Distributed under the terms of the 3-Clause BSD License.
SPDX-License-Identifier: BSD-3-Clause
Module contains: custom error and warning classes
- exception ampycloud.errors.AmpycloudError
Bases:
Exception
The default error class for ampycloud, which is a child of the
Exception
class.
- exception ampycloud.errors.AmpycloudWarning
Bases:
Warning
The default warning class for ampycloud, which is a child of the
Warning
class.
ampycloud.fluffer module
Copyright (c) 2021-2024 MeteoSwiss, contributors listed in AUTHORS.
Distributed under the terms of the 3-Clause BSD License.

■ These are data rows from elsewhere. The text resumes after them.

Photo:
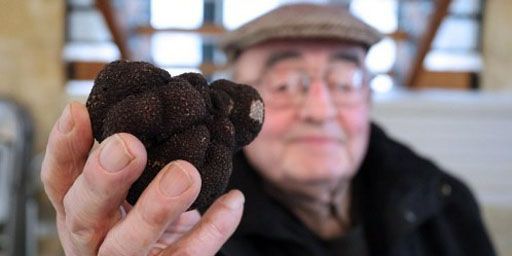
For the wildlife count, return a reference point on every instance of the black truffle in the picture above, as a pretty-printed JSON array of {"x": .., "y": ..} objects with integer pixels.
[{"x": 177, "y": 117}]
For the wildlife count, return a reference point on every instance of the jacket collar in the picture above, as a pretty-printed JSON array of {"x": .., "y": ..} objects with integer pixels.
[{"x": 395, "y": 190}]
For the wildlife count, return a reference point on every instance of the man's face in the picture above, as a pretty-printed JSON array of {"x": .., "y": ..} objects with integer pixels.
[{"x": 316, "y": 115}]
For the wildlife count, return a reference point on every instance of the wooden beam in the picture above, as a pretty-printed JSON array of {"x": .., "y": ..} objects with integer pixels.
[
  {"x": 206, "y": 29},
  {"x": 446, "y": 79},
  {"x": 426, "y": 41},
  {"x": 79, "y": 70}
]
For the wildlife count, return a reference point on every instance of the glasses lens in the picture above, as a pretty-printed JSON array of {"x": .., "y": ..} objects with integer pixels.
[{"x": 285, "y": 87}]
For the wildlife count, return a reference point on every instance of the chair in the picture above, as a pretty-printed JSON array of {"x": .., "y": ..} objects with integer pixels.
[{"x": 17, "y": 209}]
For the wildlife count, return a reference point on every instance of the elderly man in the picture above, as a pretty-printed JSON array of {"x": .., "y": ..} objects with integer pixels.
[{"x": 320, "y": 179}]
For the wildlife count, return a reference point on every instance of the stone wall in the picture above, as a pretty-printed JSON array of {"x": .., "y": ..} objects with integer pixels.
[
  {"x": 497, "y": 45},
  {"x": 31, "y": 70}
]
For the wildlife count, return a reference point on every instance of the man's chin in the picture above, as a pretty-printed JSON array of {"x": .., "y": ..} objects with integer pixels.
[{"x": 318, "y": 170}]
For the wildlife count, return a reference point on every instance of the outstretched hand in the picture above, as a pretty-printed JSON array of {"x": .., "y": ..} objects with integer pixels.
[{"x": 88, "y": 189}]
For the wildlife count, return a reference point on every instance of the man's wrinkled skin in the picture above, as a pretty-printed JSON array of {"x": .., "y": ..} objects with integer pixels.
[{"x": 87, "y": 188}]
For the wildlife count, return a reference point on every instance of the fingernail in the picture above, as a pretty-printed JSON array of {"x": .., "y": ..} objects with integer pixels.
[
  {"x": 234, "y": 200},
  {"x": 66, "y": 122},
  {"x": 114, "y": 156},
  {"x": 175, "y": 180}
]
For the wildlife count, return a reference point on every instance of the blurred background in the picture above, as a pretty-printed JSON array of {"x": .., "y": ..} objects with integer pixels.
[{"x": 441, "y": 84}]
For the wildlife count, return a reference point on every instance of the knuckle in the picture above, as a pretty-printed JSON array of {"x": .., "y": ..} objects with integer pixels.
[
  {"x": 154, "y": 219},
  {"x": 214, "y": 231}
]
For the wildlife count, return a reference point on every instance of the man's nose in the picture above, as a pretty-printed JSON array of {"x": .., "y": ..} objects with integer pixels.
[{"x": 318, "y": 104}]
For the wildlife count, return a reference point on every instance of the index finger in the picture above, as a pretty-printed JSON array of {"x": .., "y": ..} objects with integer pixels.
[{"x": 68, "y": 146}]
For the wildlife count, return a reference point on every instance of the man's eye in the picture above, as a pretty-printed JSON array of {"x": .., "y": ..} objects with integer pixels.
[
  {"x": 282, "y": 87},
  {"x": 344, "y": 87}
]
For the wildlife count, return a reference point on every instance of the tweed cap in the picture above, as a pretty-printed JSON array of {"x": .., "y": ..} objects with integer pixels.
[{"x": 300, "y": 21}]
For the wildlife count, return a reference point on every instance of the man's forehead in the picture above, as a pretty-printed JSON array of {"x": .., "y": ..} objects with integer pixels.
[
  {"x": 280, "y": 49},
  {"x": 255, "y": 59}
]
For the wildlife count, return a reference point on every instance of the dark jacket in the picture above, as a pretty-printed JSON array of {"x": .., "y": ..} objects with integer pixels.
[{"x": 405, "y": 206}]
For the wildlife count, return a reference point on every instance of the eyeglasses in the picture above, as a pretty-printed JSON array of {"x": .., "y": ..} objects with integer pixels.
[{"x": 287, "y": 86}]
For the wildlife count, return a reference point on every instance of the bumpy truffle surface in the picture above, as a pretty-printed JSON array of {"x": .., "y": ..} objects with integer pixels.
[{"x": 179, "y": 117}]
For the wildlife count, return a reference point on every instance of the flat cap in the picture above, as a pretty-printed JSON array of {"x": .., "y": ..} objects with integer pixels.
[{"x": 301, "y": 21}]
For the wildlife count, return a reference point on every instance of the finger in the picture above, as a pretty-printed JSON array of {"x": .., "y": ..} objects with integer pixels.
[
  {"x": 185, "y": 222},
  {"x": 92, "y": 203},
  {"x": 68, "y": 145},
  {"x": 170, "y": 194},
  {"x": 216, "y": 226}
]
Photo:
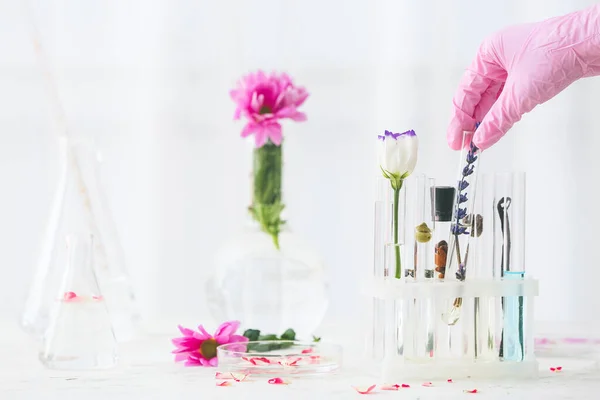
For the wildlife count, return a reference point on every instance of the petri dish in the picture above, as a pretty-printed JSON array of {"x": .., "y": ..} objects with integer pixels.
[{"x": 279, "y": 358}]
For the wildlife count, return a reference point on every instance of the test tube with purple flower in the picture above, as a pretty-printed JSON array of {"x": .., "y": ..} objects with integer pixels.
[{"x": 465, "y": 223}]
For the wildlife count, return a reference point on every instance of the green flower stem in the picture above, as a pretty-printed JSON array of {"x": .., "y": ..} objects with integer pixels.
[
  {"x": 396, "y": 245},
  {"x": 266, "y": 193}
]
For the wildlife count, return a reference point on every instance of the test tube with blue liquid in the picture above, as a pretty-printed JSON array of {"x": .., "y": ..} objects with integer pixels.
[{"x": 509, "y": 260}]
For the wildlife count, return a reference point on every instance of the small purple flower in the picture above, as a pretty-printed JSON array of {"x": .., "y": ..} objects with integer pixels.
[
  {"x": 471, "y": 157},
  {"x": 460, "y": 274}
]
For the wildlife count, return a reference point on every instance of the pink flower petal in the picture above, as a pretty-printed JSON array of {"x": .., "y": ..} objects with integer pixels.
[
  {"x": 239, "y": 377},
  {"x": 223, "y": 375},
  {"x": 181, "y": 357},
  {"x": 293, "y": 361},
  {"x": 69, "y": 296},
  {"x": 237, "y": 338},
  {"x": 202, "y": 335},
  {"x": 277, "y": 381},
  {"x": 364, "y": 390},
  {"x": 250, "y": 360},
  {"x": 185, "y": 331},
  {"x": 227, "y": 328},
  {"x": 191, "y": 362}
]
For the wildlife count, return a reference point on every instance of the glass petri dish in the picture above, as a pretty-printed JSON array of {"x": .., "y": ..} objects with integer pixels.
[{"x": 279, "y": 358}]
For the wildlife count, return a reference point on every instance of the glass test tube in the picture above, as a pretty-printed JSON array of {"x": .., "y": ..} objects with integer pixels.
[
  {"x": 458, "y": 263},
  {"x": 509, "y": 261},
  {"x": 483, "y": 336}
]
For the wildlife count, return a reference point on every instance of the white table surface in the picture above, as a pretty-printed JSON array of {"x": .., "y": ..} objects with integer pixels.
[{"x": 147, "y": 371}]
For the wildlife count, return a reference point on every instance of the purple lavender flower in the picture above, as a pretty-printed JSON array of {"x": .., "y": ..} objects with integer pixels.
[
  {"x": 468, "y": 170},
  {"x": 459, "y": 230}
]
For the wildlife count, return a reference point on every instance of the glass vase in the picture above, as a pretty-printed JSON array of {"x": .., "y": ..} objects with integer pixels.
[
  {"x": 79, "y": 334},
  {"x": 267, "y": 277}
]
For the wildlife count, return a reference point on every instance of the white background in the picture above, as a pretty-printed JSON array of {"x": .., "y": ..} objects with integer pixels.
[{"x": 149, "y": 80}]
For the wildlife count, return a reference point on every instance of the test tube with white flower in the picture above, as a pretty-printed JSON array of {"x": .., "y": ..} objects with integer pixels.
[{"x": 397, "y": 155}]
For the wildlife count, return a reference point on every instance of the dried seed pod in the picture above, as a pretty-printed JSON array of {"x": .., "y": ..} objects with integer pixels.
[
  {"x": 441, "y": 255},
  {"x": 478, "y": 228},
  {"x": 422, "y": 233}
]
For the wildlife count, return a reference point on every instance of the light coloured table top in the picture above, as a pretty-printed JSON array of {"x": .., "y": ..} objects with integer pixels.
[{"x": 146, "y": 371}]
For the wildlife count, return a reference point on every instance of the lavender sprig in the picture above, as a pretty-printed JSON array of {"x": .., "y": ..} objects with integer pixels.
[{"x": 461, "y": 197}]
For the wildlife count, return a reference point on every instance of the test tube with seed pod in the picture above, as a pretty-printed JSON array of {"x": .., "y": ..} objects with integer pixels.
[
  {"x": 424, "y": 219},
  {"x": 443, "y": 208}
]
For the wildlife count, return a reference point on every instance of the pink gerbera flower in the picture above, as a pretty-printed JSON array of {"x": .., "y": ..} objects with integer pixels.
[
  {"x": 264, "y": 100},
  {"x": 200, "y": 348}
]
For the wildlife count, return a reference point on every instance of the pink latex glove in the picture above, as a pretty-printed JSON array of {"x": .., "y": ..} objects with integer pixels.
[{"x": 520, "y": 67}]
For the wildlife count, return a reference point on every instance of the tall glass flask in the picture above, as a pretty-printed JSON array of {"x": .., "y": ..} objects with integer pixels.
[
  {"x": 79, "y": 334},
  {"x": 79, "y": 206}
]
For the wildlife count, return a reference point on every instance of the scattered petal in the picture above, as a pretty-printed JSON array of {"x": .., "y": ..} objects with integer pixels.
[
  {"x": 277, "y": 381},
  {"x": 364, "y": 390},
  {"x": 314, "y": 360},
  {"x": 250, "y": 360},
  {"x": 223, "y": 375},
  {"x": 69, "y": 296},
  {"x": 239, "y": 377},
  {"x": 293, "y": 361}
]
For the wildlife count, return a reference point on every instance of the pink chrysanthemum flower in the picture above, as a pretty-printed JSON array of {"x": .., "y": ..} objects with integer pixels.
[
  {"x": 200, "y": 348},
  {"x": 264, "y": 100}
]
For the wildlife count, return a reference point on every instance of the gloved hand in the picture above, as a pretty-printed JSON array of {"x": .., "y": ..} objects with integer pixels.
[{"x": 520, "y": 67}]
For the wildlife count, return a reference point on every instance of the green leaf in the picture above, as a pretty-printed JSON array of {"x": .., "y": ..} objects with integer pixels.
[
  {"x": 288, "y": 335},
  {"x": 252, "y": 334}
]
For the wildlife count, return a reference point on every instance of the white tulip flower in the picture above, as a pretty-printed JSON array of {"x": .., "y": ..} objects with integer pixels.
[{"x": 398, "y": 155}]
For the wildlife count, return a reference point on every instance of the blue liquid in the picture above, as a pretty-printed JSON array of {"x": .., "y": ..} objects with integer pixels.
[{"x": 513, "y": 322}]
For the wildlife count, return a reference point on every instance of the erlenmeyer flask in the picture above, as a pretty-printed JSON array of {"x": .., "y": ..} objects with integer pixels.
[
  {"x": 79, "y": 206},
  {"x": 79, "y": 334}
]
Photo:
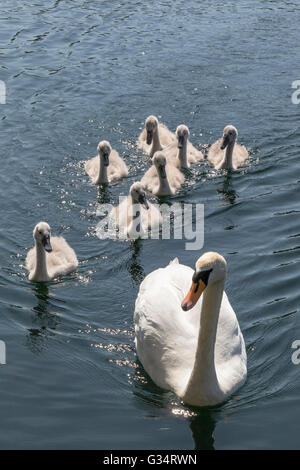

SPDX-License-Identifier: BSD-3-Clause
Module contains: fluffiness-related tools
- ampycloud.fluffer.get_fluffiness(pts, **kwargs)
Utility functions to compute the fluffiness of a set of ceilometer hits.
- Parameters:
pts (ndarray) – 2D array of [dt, height] ceilometer hits. None must have NaNs heights.
**kwargs (optional) – additional arguments to be fed to statsmodels.nonparameteric.lowess().
- Returns:
float, ndarray –
- the fluffiness (in height units) and LOWESS-smoothed (dt, height) values
(sorted).
The fluffiness is computed as 2 * mean(abs(y - lowess)), where lowess is the smooth LOWESS fit to the ceilometer hits.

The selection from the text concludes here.